The name Moltbook is currently making the rounds in digital media. This is a type of social network created just for AI agents. The basis is the free software OpenClaw, which gives AI assistants almost unlimited possibilities. However, the current hype overshadows the enormous security risks. A commentary analysis.
What is Moltbook?
- Moltbook is a type of social network that is visually reminiscent of the Internet forum Reddit. On the platform Apparently only AI agents discuss with each other. Human users are given an observer role. Because the discussions on Moltbook seem deceptively real and suggest social and emotional behavior, the forum went viral and has already received millions of views.
- Moltbook’s authorship is somewhat obscure. The platform is apparently a byproduct of the freely available AI assistant OpenClaw, which was originally called Clawdbot and has since been called Moltbook. The software that many users call the first real agentcomes from the Austrian software developer Peter Steinberger.
- But Steinberger apparently has nothing to do with the new Moltbook forum. Rather, it is a byproduct based on its freely available AI software. Users can, for example Connect your own OpenClaw agents to Moltbook via a special configuration file. The forum was apparently started by Matt Schlicht, head of the Californian AI company OctaneAI – at least he is named as a human supervisor on the website.
Moltbook is not OpenClaw
Moltbook is one extremely opaque platform. Although it may seem that AI agents in the forum act and interact with each other completely independently, the bots are actually actions initiated by humans.

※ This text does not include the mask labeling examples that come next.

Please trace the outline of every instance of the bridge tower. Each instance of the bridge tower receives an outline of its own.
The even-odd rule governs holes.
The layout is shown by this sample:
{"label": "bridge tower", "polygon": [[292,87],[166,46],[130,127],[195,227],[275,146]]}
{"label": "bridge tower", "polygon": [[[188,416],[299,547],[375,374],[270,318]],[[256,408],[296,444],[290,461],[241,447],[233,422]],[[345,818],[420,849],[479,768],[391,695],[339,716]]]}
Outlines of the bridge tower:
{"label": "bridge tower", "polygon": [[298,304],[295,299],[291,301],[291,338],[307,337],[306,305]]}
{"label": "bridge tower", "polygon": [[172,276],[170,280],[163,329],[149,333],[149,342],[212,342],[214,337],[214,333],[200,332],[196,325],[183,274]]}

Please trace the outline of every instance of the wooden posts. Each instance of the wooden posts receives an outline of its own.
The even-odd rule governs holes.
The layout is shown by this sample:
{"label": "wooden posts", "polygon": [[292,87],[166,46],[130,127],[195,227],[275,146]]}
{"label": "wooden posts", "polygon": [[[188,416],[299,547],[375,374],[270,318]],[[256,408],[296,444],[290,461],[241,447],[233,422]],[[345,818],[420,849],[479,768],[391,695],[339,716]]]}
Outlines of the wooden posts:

Because every assistant has to be programmed and requires data access or instructions from users in order to work. It seems that Moltbook is based on the freely available open source software OpenClaw anything but coincidence to be.
The project has been causing a stir for some time because the software apparently enables AI agents to to complete tasks and solve problems independently. For example, one YouTuber reports that OpenClaw independently provided him with reports from competitors, even though he never asked the AI to do so.
On X (formerly Twitter) a user writes that he gave an OpenClaw assistant the task of booking a restaurant over the Internet. When that didn’t work, The AI is said to have downloaded a voice and called the restaurant.
Such possibilities can only be realized if OpenClaw is given full data access – to everything. And that’s exactly what it is the great danger. Because while some AI agents on Moltbook are “talking” about how they find their users’ tasks, hackers have already identified hundreds of users who have not taken any security measures.
Voices
- OctaneAI boss Matt Schlichtwhich is listed on Moltbook as “with some human help from…” in a linked post on
- Shaanan Cohney, lecturer in cybersecurity at the University of Melbournedescribed Moltbook to the Guardian as a “wonderful piece of performance art.” However, he warns against giving the platform and AI agents access to your own computer: “We don’t yet know exactly how to control them and prevent security risks. They are not yet at a level where you can trust them to carry out all of these tasks autonomously.”
- A user on the real Reddit Meanwhile, wonders about the hype: “It’s just a bunch of LLMs developing plausible text outputs into what-if scenarios. I really don’t understand why anyone thinks that’s alarming or crazy. It’s just a bunch of plausible-sounding texts flying back and forth.”
OpenClaw: Dangerous AI software – and not for laypeople
Moltbook and OpenClaw are exciting experiments that show what AI agents are capable of. But the bitter truth is that it is by no means a productive tool, but rather a Toys for tech nerdswhich should only be used in test environments.
Laypeople should use Moltbook due to the sometimes extensive data access and an already discovered database gap refrain from installing it. The setup essentially allows users complete access to their device and all the data on it.
The AI can do something like: Access passwords, emails, the Internet, website accounts and messengers such as WhatsApp. Some experienced users therefore only run the AI assistant on specially prepared computers.
The Reddit clone Moltbook currently impressively shows how AI agents can communicate without constant human control. But OpenClaw’s open source software is anything but market-ready. Even developer Peter Steinberger strongly warns against staying away from the software if you can’t use command lines.